This excerpt is from an expanded version of a commencement address given by the journalist/writer Mark Danner to the graduates of the Department of English of University of California at Berkeley, May 15, 2005 (published in The New York Review of Books, June 23. Emphasis added.)
“When I was sitting where you [graduates] are sitting now the issue was Central America and in particular the war in El Salvador…[America was] supporting a government in El Salvador that was fighting the war by massacring its own people. I wrote about one of those events in my first book, The Massacre at El Mozote, which told of the murder of a thousand or so civilians by a new, elite battalion of the Salvadoran army—a battalion that the Americans had trained…Looking back at that story…I see now that in part I was trying to find a kind of moral clarity; a place, if you will, where [the] gulf…between what we see and what is said didn’t exist. Where better to find that place than in the world where massacres and killings and torture happen, in the place, that is, where we find evil. What could be clearer than that kind of evil?

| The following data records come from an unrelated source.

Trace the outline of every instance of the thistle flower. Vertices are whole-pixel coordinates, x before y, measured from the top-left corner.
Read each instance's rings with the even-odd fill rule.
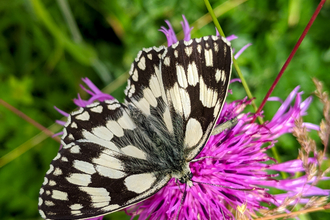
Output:
[[[183,19],[184,39],[189,40],[192,28],[185,17]],[[170,46],[177,42],[177,39],[171,24],[168,21],[166,23],[169,29],[161,27],[160,31],[166,35]],[[234,38],[235,36],[231,36],[230,40]],[[239,56],[246,47],[236,55]],[[91,98],[82,100],[78,95],[78,99],[74,100],[77,106],[85,107],[94,101],[113,99],[112,96],[102,93],[89,79],[85,78],[83,81],[89,87],[83,89]],[[193,186],[186,187],[172,179],[154,196],[125,209],[126,212],[132,216],[139,215],[139,219],[147,219],[150,216],[150,219],[178,217],[228,220],[237,216],[254,217],[256,213],[267,209],[262,203],[275,205],[278,212],[289,212],[286,210],[288,205],[307,204],[311,201],[311,196],[327,196],[330,191],[314,185],[316,177],[308,175],[310,172],[306,166],[308,164],[317,167],[320,160],[307,156],[307,162],[296,159],[277,163],[266,154],[275,145],[278,137],[292,133],[295,121],[307,114],[312,98],[302,100],[302,92],[299,92],[299,89],[297,86],[284,102],[276,97],[270,98],[269,101],[280,101],[282,104],[273,118],[263,125],[253,122],[253,114],[243,113],[251,102],[247,98],[226,103],[218,124],[235,117],[238,123],[232,129],[211,136],[195,162],[190,163]],[[66,113],[61,113],[66,116]],[[258,116],[262,116],[262,113]],[[305,129],[320,129],[309,123],[303,123],[302,126]],[[268,171],[287,172],[291,176],[280,179],[277,174],[270,174]],[[304,171],[305,175],[294,176],[295,173]],[[272,194],[269,188],[282,190],[283,193]],[[183,201],[184,190],[186,198]]]

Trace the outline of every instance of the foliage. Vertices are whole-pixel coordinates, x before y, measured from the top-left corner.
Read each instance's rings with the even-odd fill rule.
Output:
[[[253,44],[238,63],[257,104],[261,103],[318,2],[211,1],[213,8],[220,11],[217,16],[225,34],[239,37],[233,46]],[[126,77],[123,74],[127,74],[141,48],[165,42],[158,31],[165,25],[164,20],[170,20],[175,30],[181,30],[184,14],[195,26],[192,36],[201,37],[215,33],[211,20],[203,17],[206,13],[201,0],[2,1],[0,98],[58,132],[54,120],[60,115],[53,106],[72,111],[72,99],[77,92],[87,96],[79,87],[82,77],[90,78],[99,88],[105,87],[123,100]],[[273,96],[285,98],[301,85],[306,98],[315,90],[312,77],[330,88],[329,19],[327,1]],[[197,20],[198,25],[194,25]],[[233,76],[236,77],[235,73]],[[229,96],[230,100],[245,96],[238,83],[231,89],[235,92]],[[275,113],[275,105],[279,106],[266,104],[265,120]],[[319,124],[321,111],[322,106],[315,99],[305,121]],[[0,219],[40,219],[38,191],[59,144],[3,106],[0,106],[0,120]],[[288,135],[280,139],[277,149],[281,158],[287,160],[297,156],[297,146],[296,140]],[[11,160],[4,165],[4,158],[13,152]],[[329,189],[330,184],[323,183],[321,187]],[[319,218],[322,214],[325,215],[317,213],[306,218]],[[114,213],[106,219],[123,219],[123,216]]]

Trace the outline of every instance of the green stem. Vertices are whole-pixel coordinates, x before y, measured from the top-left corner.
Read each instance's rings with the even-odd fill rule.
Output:
[[[205,2],[205,5],[206,5],[207,10],[209,11],[209,13],[210,13],[210,15],[211,15],[211,17],[213,19],[214,25],[218,29],[220,35],[223,36],[223,37],[225,37],[225,33],[223,32],[223,30],[222,30],[222,28],[221,28],[221,26],[220,26],[220,24],[218,22],[218,19],[217,19],[217,17],[215,16],[215,14],[213,12],[213,9],[212,9],[212,6],[210,5],[210,2],[208,0],[204,0],[204,2]],[[245,92],[246,92],[247,96],[249,97],[249,99],[252,100],[251,105],[252,105],[254,111],[257,112],[258,107],[257,107],[257,105],[254,102],[254,99],[253,99],[254,97],[253,97],[253,95],[252,95],[252,93],[251,93],[251,91],[249,89],[249,86],[246,83],[246,80],[244,79],[244,76],[243,76],[243,74],[242,74],[242,72],[241,72],[241,70],[240,70],[240,68],[239,68],[239,66],[238,66],[238,64],[236,62],[236,59],[234,57],[233,57],[233,65],[234,65],[234,68],[235,68],[235,70],[237,72],[238,77],[242,81],[242,85],[243,85],[243,87],[245,89]],[[263,124],[264,123],[264,121],[263,121],[263,119],[261,117],[258,117],[258,121],[259,121],[260,124]],[[281,159],[279,157],[279,154],[278,154],[276,148],[275,147],[272,147],[271,149],[272,149],[272,153],[273,153],[274,158],[280,163],[281,162]],[[281,175],[282,175],[283,178],[286,176],[286,174],[283,173],[283,172],[281,173]]]

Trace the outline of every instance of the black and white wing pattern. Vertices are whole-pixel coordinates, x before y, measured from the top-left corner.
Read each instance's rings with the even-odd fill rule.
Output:
[[[97,102],[68,117],[40,189],[41,216],[105,215],[152,196],[172,177],[186,181],[223,106],[231,57],[229,43],[215,36],[140,51],[125,103]]]

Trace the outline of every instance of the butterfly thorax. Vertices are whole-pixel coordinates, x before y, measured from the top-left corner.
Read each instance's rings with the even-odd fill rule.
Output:
[[[180,172],[172,173],[172,177],[178,179],[180,183],[187,183],[188,186],[192,186],[192,177],[193,174],[189,168],[189,162],[186,162],[181,168],[183,168]]]

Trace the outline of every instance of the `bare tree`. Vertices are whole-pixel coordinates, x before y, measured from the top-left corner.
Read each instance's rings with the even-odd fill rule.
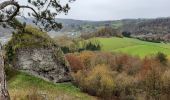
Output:
[[[42,30],[51,31],[61,29],[61,23],[57,23],[55,18],[60,13],[67,14],[70,9],[68,3],[75,0],[65,1],[66,3],[62,5],[61,0],[28,0],[27,5],[22,5],[19,3],[19,0],[1,0],[0,24],[13,28],[22,28],[23,25],[18,24],[16,17],[21,16],[26,18],[25,16],[27,14],[33,19],[32,22]],[[0,46],[0,100],[9,99],[9,94],[6,89],[4,59]]]

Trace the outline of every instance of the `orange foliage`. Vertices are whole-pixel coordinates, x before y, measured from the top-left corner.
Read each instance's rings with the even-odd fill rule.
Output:
[[[70,64],[71,71],[77,72],[78,70],[82,70],[84,68],[84,65],[79,57],[73,54],[68,54],[66,55],[66,59],[68,60]]]

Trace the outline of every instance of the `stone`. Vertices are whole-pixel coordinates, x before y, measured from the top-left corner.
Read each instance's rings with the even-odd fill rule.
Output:
[[[70,70],[66,62],[59,59],[64,55],[56,55],[56,52],[59,53],[52,48],[19,49],[14,67],[55,83],[68,82],[71,80]]]

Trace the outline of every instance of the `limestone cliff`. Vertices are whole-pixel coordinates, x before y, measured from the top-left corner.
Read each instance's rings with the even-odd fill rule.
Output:
[[[68,63],[61,49],[46,33],[32,27],[27,31],[13,34],[6,45],[7,61],[18,70],[49,81],[69,81]]]

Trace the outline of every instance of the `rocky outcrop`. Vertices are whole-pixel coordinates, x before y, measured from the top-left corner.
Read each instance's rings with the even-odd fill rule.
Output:
[[[53,82],[70,81],[69,68],[62,52],[52,48],[19,49],[15,68]]]

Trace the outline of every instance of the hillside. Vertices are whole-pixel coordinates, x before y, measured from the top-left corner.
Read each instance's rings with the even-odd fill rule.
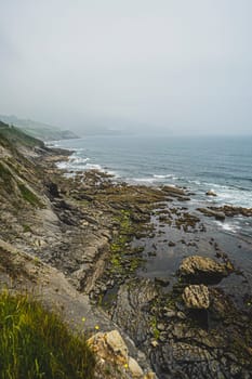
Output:
[[[78,135],[70,130],[61,130],[59,128],[34,120],[19,119],[15,116],[3,115],[0,115],[0,120],[8,125],[15,126],[22,129],[25,133],[42,141],[78,139]]]
[[[79,264],[84,267],[81,260],[90,261],[90,279],[95,277],[110,236],[105,226],[95,227],[101,215],[100,211],[95,213],[96,206],[88,211],[69,196],[74,182],[54,167],[55,159],[66,159],[66,155],[58,156],[63,153],[0,123],[0,290],[32,293],[70,329],[83,334],[84,327],[88,337],[97,335],[98,340],[89,341],[96,355],[95,379],[132,379],[133,370],[141,374],[137,378],[155,378],[144,376],[132,358],[138,357],[133,342],[127,340],[125,344],[115,323],[79,290],[80,282],[84,284],[84,273],[79,271]],[[0,311],[2,306],[1,302]],[[147,369],[143,356],[140,361]]]

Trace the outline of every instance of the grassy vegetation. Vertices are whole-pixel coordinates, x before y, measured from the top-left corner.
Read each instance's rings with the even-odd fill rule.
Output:
[[[44,147],[42,141],[35,139],[15,127],[9,127],[6,123],[0,121],[0,136],[6,139],[13,144],[22,144],[27,147],[40,146]]]
[[[0,378],[93,378],[95,358],[53,313],[28,298],[0,293]]]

“But I discovered it was not clear at all. Chat with a Salvadoran general about the massacre of a thousand people that he ordered and he will tell you that it was military necessity, that those people had put themselves in harm’s way by supporting the guerrillas, and that “such things happen in war.” Speak to the young conscript who wielded the machete and he will tell you that he hated what he had to do, that he has nightmares about it still, but that he was following orders…Talk to the State Department official who helped deny that the massacre took place and he will tell you that there was no definitive proof and, in any case, he [denied] it to protect and promote the vital interests of the United States. None of them is lying. I found that if you search for evil, once you leave the corpses behind you will have great difficulty finding the needed grimacing face.”